A trend towards flexible working is having an adverse effect on demand for commercial office spaces, a new report claims.
A comprehensive study published by peer-to-peer lending platform Lendy earlier this month has argued that demand for UK commercial office space has plummeted by more than half (56 per cent) in the last decade – and that the ‘flexible working’ trend is largely to blame for this.
The group’s report notes applications to build new office buildings have fallen by a surprising 58 per cent in the past ten years.
It adds that that only 2,300 applications to build new office buildings were approved throughout 2017/18 – 56 per cent less than the number approved in 2007/08.
Lendy has voiced concerns that the ‘flexible working’ phenomenon is stifling demand for new offices among businesses, as more and more companies encourage their staff to work from home, or to take advantage of shared working spaces such as London’s increasingly popular WeWork facilities.
Liam Brooke, Co-Founder of Lendy, said: “Modern ways of working mean that offices are no longer as essential as they may have been in the past.

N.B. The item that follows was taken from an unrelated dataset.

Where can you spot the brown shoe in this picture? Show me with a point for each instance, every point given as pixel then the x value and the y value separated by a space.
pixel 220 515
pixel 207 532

“Formerly, rising employment figures may have signalled a requirement for more offices. However, there is now less need for offices as employees can, in many cases, work just as effectively from home or shared workspaces.”
He stressed that demand for office spaces – and commercial property – still appeared to be strong, but that “banks simply aren’t lending enough to property developers to allow them to get their projects off the ground.”
“This is why we are seeing more and more developers choose alternative finance options to fund their project,” he said.